As “Teach Your Children” is replaced by Marilyn Manson’s “Deep Six,” I zip past what remains of the Walmart entrance, now a heavily barricaded, steel-enforced complex cloistered with cars and caravans of people in surgical masks and handkerchiefs. Some of them are zigzagging between mini-vans with shopping carts overflowing with paper towels and charcoal briquettes, their body language as screwed as their eyes.

I think of the lyrics still lingering from Crosby, Stills, Nash & Young’s classic tune and I wonder what these people will tell their children when they recount this bugfuck period in our history. Will they mention the woman who sunk her teeth into an elderly man before kicking the dick out of him for 24 rolls of toilet paper? or the man who murdered a dude for the same?

Probably they’ll omit the fact that every American could have had a roll of shit paper just based on what Walmart sold to a select number of people in one 5-day period.

No doubt there are a lot of details we won’t bother to rehash, if for no other reason than they demonstrate something we aren’t ready to admit.

It’s a bizarre world, and we are bizarre people.

It’s been almost 50 days since Governor Cuomo signed the PAUSE Act in New York State and guys in big rigs still pull up to 7-Elevens without masks or gloves, smirking at their masked counterparts as they hustle their balls and sidle up to the counter to buy lottery tickets and cans of Skoal.

Some persist in believing that 5G is responsible for the novel coronavirus … despite living more than 200 miles from a 5G tower. Many insist that this is all a “libtard” hoax to control the masses while other people are robbed of closure when a loved one succumbs to the illness and they are forbidden from attending funeral services. The victims of this thing are dumped into the ground like snitches in ditches, denied a proper burial. And this isn’t even the weirdest shit we’ve seen.

A 32-year old mother of two drinks splooge smoothies containing her boyfriend’s jizz because she thinks it is fortifying her immune system against COVID-19. Aaaaand this just in: Coronavirus traces have been found in the spunk of survivors who were “severely infected.” This does not bode well for Baby Batter Betty of Aylesbury.

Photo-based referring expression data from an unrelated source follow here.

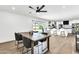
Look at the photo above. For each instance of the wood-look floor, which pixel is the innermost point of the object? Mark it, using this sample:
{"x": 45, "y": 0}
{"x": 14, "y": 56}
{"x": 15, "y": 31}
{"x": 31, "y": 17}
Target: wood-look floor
{"x": 58, "y": 45}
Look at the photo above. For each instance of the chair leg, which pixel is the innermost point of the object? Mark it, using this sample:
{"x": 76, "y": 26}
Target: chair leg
{"x": 22, "y": 50}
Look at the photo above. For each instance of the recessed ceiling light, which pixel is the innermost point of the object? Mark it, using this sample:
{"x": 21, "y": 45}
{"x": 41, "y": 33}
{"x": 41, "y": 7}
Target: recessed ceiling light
{"x": 63, "y": 6}
{"x": 13, "y": 8}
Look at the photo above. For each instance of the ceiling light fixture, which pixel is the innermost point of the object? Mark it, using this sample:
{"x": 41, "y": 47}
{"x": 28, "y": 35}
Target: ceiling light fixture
{"x": 63, "y": 6}
{"x": 13, "y": 8}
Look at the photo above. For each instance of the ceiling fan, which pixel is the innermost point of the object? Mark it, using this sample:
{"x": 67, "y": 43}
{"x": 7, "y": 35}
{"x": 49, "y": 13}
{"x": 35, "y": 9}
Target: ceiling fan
{"x": 38, "y": 9}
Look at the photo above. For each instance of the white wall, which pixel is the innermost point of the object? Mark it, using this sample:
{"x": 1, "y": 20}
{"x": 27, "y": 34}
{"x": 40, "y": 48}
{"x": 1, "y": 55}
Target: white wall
{"x": 11, "y": 23}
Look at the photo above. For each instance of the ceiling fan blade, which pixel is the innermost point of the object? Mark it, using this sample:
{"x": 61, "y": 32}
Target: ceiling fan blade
{"x": 31, "y": 7}
{"x": 40, "y": 8}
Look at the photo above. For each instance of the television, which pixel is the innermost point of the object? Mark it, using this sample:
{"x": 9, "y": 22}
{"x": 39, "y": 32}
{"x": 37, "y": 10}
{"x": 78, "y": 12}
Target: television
{"x": 65, "y": 22}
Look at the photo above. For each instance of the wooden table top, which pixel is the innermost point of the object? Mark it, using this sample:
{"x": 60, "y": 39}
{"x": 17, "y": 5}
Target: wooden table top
{"x": 34, "y": 36}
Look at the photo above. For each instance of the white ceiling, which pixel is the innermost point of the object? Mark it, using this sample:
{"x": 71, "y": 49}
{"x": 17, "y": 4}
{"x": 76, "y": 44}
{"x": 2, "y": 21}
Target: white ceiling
{"x": 54, "y": 12}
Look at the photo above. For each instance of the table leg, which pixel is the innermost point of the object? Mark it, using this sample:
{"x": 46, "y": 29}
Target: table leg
{"x": 32, "y": 47}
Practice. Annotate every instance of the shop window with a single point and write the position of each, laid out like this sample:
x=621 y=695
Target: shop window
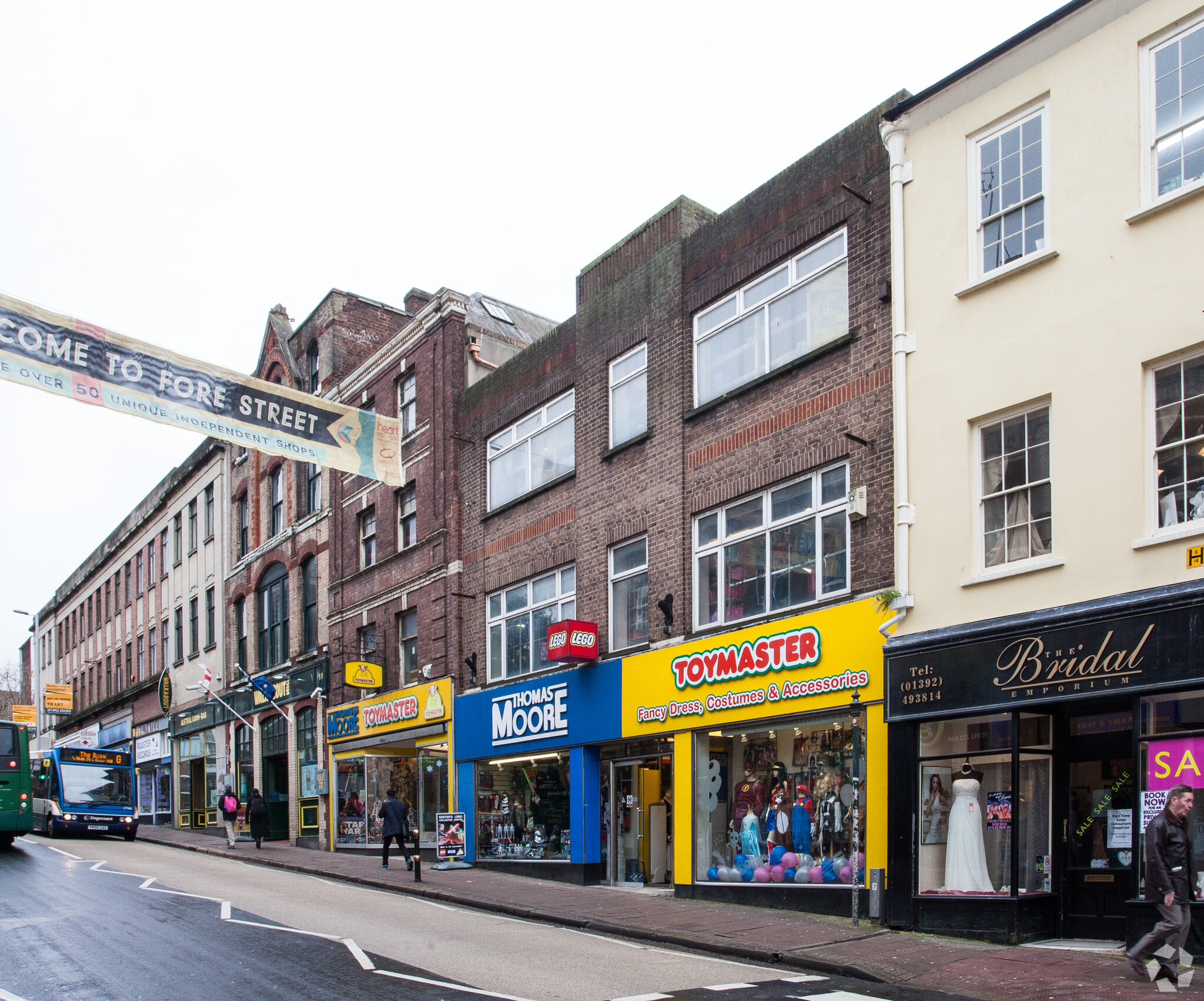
x=775 y=805
x=523 y=808
x=519 y=617
x=629 y=395
x=773 y=321
x=272 y=599
x=780 y=549
x=1179 y=438
x=533 y=452
x=968 y=813
x=629 y=594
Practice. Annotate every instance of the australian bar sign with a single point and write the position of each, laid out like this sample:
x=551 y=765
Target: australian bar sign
x=86 y=363
x=1045 y=665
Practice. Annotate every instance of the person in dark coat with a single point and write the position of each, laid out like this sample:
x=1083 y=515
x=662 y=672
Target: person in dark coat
x=1169 y=882
x=257 y=812
x=395 y=816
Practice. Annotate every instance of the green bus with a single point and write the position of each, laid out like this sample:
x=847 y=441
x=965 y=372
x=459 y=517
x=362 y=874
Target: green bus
x=16 y=789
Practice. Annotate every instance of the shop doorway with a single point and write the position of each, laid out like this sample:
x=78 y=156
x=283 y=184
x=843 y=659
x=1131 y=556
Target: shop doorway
x=275 y=741
x=638 y=829
x=1098 y=827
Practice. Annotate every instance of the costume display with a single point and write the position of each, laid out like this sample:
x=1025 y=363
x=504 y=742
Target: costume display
x=965 y=852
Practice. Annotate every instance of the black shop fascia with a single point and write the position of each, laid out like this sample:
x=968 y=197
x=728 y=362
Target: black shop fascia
x=1022 y=758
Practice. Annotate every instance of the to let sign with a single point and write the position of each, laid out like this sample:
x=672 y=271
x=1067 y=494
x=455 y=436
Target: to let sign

A strange bacterium is killing so many olive trees across Italy, Greece and Spain that Southern Europe might lose more than $20 billion.

Call me funny, but if I can’t get a decent pasta dish in the future because of an olive oil shortage, I may just end up like that lady in the Walmart parking lot, nipping at the ankles of some septuagenarian and beating the balls off a stranger for some Aglio e Olio.

The thought of it is enough to get my pressure up, which is hardly uncommon for an overweight 37-year old drunk with a serious pasta addiction. But you’re at risk too, buddy. That’s right!

No, the kids aren’t okay. Toddlers all across the country are covered in welts and hideous rashes from this thing and the millennials are not impervious. Otherwise healthy thirty-somethings are stroking out, surely from the stress of quarantine as much as the virus itself. Happy Hypoxics (dig that adorable nickname!) who should be gasping or “seizing” are strutting around like they just pounded a six pack of Monster Energy drinks.

If COVID Toe doesn’t get you then you may just drop like a sack of fruit while coping with price gouging. And who could blame you, really? It’s not just Generation Wuss that’s incapable of withstanding these batshit times.

Roy Horn of Siegfried & Roy has croaked. The dude who got ate by a giant tiger and survived has succumbed to ‘Rona. Stick that in your skeptic’s spliff and smoke it! Even the Architect of Rock and Roll, Little Richard, has sung, “Goodnight, Irene.”

As the great wicks are snuffed out and the hand sanitizer dries up, we’re left to do all that we can. Hunker down. It’s easier said than done, to be sure. You’ve seen the memes. “Can you blink quieter, you fucking cunt?”

We’re all of us losing our shit. And where there is shit there needs to be shit paper.

It’s like a stranger had a key, came inside of my mind

And moved all my things around.”

Ah, Marilyn. How right you are. Invasive thoughts burrow into one’s skull like tapeworms into soft tissue. If mortality isn’t on your mind right now then you probably don’t have one.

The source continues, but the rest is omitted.